Colin's Sports Column: gearing up for spring sports
Being the new guy is hard. Being the new guy in a small town is really hard. Being the new guy in a new town at a new job is just plain terrifying. Especially if it’s a job I have no experience doing. This is the prospect I faced when driving to Plains, MT to accept my new position at the Clark Fork Valley Press. Now: to be fair, I can shoot pictures and I can write. However, I have absolutely no experience in covering hyper-local sports. I have visions of agile, nimble rubber people laying the ball in and then promptly stomping on my head as I crouch under the basket trying to get that award winning shot for the sports page.
I know someone is going to land on my head. It’s going to happen. Or the wide receiver is going to crash into me after making that ESPN Top Ten worthy catch near the sidelines before being ejected from the field by the safety who blew the coverage and feels it necessary to make an impression. What the replay never shows is the bodily harm done to the unlucky photographer who is just doing his job and gets clobbered by 200 lbs. of running back barreling toward him at a speed usually reserved for ballistic missiles and sound waves.
Spring sports are coming up so inevitably I’m going to take a golf ball upside the head or softball to the noggin. Maybe my lens will catch the javelin hurtling toward me and spare my shattered ego the embarrassment of walking into the ER at CFVH with this big stick protruding from my chest. Perhaps the catcher will do her job and actually field the pop fly before my head does.
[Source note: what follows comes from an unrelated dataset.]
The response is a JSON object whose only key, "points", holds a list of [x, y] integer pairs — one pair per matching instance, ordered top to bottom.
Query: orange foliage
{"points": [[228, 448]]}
Little do our loyal readers know the trials and dangers of being a sports reporter. And while I may seem preoccupied with preserving the condition of my head and face, they have served me well so far and I would prefer to keep them in their current state of awesome.
So; in conclusion, a message to all you would-be Tiger Woods, Lolo Jones’ and Miguel Cabreras: I’ll be the guy with the camera in front of his face covering your game or event. I can’t see anything else except exactly what is in front of my lens. Be nice and don’t hit the ball at me just cause what happens next will be hilarious. I’m not saying it isn’t funny to watch me get hit with a flying object that I don’t know is coming. It will be hysterical. There’s a reason America’s Funniest Home Videos is still on the air.
Watching people get hit with stuff and suffering excruciating pain is a great American tradition and we should embrace this twisted spectacle as a part of our history and heritage. Just remember one thing athletes: if you decide to do it more than once, I will print that embarrassing photo of you picking your nose in the dugout on the front page and laugh my head off from my hospital bed.